In the late Nineties, my boss asked me to set up an international poetry book series, and Spike was the ideal person to lead it. Known internationally, he wasn’t part of a narrow clique, so he was able to suggest some excellent poets for the series, which we called Poets’ Voices. I wanted each book to include a CD of the featured poet, to take each poem beyond the page into performance – the poets read their work in their original language, and if possible in English translation.
Fortunately, before the publisher was conglomerated at the turn of the millennium, a selection of Spike’s own work was published in the third volume in the Poets’ Voices series. One memorable afternoon in Steve Dracup’s recording studio, he recorded Spike, who read all the poems in this book, a marathon performance with hardly any re-takes. (more below)
The relatively short, pithy and amusing poems in the book are everyday but surreal in character. What could we call this collection of distilled different experiences, word-plays and atmospheres? I suggested the title 250 Grams of Poetry, which Spike liked, as he enjoyed street-markets.

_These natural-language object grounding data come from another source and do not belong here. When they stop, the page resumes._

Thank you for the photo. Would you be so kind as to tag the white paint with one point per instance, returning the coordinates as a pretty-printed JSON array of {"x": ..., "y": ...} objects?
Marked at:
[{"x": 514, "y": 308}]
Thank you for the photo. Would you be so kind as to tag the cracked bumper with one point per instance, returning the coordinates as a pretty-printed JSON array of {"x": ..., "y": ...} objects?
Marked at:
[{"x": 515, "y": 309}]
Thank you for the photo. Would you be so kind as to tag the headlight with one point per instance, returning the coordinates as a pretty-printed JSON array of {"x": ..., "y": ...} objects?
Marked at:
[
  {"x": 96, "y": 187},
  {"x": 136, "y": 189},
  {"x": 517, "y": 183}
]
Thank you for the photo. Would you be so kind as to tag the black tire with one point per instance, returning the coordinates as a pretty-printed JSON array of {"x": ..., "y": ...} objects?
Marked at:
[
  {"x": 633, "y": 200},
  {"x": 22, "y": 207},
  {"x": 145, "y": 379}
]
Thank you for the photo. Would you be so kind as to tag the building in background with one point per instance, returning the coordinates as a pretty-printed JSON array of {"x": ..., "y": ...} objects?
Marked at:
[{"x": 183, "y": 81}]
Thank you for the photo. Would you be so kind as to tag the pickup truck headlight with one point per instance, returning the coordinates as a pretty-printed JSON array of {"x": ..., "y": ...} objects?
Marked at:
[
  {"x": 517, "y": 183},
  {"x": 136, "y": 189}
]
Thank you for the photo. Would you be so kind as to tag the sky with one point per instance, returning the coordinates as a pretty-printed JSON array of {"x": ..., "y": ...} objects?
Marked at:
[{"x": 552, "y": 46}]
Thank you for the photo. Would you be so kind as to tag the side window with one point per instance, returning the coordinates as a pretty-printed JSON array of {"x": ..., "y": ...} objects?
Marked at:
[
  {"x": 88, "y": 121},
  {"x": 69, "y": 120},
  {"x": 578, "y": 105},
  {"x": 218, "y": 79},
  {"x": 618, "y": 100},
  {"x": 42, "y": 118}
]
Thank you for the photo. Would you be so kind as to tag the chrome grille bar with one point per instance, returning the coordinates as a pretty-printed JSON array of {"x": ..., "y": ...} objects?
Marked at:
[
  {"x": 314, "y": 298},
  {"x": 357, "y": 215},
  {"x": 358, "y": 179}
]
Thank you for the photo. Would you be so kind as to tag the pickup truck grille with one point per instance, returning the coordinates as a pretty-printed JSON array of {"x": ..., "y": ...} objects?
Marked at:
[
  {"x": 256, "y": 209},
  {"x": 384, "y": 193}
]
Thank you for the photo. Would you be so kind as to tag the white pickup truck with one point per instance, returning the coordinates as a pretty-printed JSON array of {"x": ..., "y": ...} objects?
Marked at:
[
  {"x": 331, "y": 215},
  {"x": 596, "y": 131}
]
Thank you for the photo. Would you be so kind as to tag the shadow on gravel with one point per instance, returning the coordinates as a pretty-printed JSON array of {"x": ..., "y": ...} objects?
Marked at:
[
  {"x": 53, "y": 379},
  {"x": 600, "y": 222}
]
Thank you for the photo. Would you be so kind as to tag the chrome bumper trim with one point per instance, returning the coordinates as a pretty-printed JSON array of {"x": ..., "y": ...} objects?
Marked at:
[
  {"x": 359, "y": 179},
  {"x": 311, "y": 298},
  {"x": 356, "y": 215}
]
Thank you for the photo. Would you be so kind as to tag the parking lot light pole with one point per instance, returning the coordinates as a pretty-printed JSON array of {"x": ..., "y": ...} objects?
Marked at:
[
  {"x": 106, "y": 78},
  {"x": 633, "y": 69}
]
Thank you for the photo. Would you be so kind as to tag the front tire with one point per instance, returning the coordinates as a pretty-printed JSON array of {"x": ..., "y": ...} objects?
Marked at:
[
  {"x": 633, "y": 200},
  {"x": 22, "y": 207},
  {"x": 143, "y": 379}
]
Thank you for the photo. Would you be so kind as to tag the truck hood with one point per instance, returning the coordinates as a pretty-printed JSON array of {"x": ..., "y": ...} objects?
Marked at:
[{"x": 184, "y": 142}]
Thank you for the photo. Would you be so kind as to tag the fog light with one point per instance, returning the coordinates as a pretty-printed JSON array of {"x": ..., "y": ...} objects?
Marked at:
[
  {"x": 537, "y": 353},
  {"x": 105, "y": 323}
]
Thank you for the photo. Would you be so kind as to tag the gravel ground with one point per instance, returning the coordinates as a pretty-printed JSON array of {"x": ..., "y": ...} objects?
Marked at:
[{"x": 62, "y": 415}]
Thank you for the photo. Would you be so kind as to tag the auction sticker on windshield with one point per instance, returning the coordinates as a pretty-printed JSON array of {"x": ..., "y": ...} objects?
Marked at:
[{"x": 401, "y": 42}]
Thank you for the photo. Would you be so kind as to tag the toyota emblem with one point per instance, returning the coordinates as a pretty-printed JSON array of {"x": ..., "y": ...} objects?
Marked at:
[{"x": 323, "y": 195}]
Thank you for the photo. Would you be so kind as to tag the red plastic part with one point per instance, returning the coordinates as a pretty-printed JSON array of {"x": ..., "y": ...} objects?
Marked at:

Years later I chose sixteen of my favorite poems from this book, and set Spike’s reading of them to film, in I’m Back, the title of the shortest poem in the collection. Films like this were shown in underground screenings I set up at The Foundry (no longer in existence) and in the Calder Bookshop, when the publisher John Calder was around to support such events.
Once, at The Foundry, the audience enjoyed Spike’s reading of his poems so much, (peppered with his amusing anecdotes) that it looked as if they would miss their last tube trains home. (This was before all-night underground services).
I wanted to capture audiovisually, before it was too late, Spike’s reading of his latest writing. I grabbed the large professional video camera from work, and filmed him in his home, choosing and performing his own selection of poems and texts from his notebook. The film is named Assault on Time, after one of his poems which he performs in it.
This reading took place during a brief summer thunderstorm, whose rumbling followed with providential timing a tragic poem about a soldier lying on barbed wire on a battlefield in World War I. At another synchronous moment Spike reads a poem which features the sound of dogs barking – and there they are: the dogs in Breugel’s famous painting of hunters in winter, they bark on the wall behind the poet.
Later, Death makes a brief appearance:
‘Met Death on the market –
asked him if he was on the ‘phone
He started waving and said he was
an unlisted number.
Why? I asked.
Nobody rings my number (he said),
But I ring everybody once.'
From Spoonflags
by Spike Hawkins (1943-2017).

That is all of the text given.